Home Page
Posts > Weird filename encoding issues on windows
Search:
Weird filename encoding issues on windows
Time: 02/08/16 4:51:36 am
Tags: Encoding, UTF16, NTFS [1], UTF8 [2], Convert [4], Cygwin [7], Windows [20], Quick Fixes [33]
Most relevent 4 of 52 posts with shared tags:

So somehow all of the file names in my Rammstein music directory, and some in my Daft Punk, had characters with diacritics replaced with an invalid character. I pasted one of such filenames into a hex editor to evaluate what the problem was. First, I should note that Windows encodes its filenames (and pretty much everything) in UTF16. Everything else in the world (mostly) has settled on UTF8, which is a much better encoding for many reasons. So during some file copy/conversion at some point in the directories’ lifetime, the file names had done a freakish (utf16*)(utf16->utf8) rename, or something to that extent. I had noticed that all I needed to do was to replace the first 2 bytes of the diacritic character with a different byte.

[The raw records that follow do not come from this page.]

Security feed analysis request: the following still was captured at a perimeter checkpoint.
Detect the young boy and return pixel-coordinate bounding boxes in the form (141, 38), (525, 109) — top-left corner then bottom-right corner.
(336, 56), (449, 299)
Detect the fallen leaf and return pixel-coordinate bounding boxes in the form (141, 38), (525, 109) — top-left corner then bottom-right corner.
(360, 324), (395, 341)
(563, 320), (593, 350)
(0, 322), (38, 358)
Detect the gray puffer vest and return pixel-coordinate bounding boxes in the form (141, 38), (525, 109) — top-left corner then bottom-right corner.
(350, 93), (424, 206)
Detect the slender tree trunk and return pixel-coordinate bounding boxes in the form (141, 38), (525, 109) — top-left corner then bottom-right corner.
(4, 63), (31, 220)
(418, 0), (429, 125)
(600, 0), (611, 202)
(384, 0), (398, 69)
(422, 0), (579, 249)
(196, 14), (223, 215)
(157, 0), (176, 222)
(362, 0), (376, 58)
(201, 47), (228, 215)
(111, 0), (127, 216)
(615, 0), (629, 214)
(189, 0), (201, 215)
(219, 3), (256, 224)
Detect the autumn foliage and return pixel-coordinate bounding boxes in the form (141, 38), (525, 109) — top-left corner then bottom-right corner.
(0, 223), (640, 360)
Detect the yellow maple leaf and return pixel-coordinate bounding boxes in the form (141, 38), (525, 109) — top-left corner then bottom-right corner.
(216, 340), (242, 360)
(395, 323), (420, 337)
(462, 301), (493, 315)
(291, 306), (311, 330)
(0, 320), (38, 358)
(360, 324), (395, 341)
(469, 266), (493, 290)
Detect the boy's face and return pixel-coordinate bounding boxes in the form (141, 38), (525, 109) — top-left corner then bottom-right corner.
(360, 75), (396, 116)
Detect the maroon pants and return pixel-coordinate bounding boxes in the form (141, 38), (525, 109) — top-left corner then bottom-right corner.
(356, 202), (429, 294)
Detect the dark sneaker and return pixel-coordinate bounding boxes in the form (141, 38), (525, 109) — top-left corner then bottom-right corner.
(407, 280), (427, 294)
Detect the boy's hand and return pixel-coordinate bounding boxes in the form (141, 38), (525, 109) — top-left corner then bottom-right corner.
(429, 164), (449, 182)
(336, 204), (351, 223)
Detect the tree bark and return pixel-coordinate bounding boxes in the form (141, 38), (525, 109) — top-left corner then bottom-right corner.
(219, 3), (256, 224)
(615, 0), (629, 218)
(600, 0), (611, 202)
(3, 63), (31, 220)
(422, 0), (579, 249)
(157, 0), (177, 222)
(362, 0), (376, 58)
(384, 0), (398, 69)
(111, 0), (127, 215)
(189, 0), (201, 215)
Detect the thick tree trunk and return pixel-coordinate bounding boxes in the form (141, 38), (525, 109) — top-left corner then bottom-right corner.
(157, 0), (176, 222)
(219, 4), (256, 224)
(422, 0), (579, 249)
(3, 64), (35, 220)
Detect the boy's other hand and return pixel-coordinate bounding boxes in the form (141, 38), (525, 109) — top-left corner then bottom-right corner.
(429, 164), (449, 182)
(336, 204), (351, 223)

Namely “EF 8x” to “Cx”, and the rest of the bytes for the character were fine. So if anyone ever needs it, here is the bash script.

LANG=;
IFS=$'\n'
for i in `find -type f | grep -P '\xEF[\x80-\x8F]'`; do
	FROM="$i";
	TO=$(echo "$i" | perl -pi -e 's/\xEF([\x80-\x8F])/pack("C", ord($1)+(0xC0-0x80))/e');
	echo Renaming "'$FROM'" to "'$TO'"
	mv "$FROM" "$TO"
done

I may need to expand the range beyond the x80-x8F range, but am unsure at this point. I only confirmed the range x82-x83.


Comments
To add comments, please go to the forum page for this post (guest comments are allowed for the Projects, Posts, and Updates Forums).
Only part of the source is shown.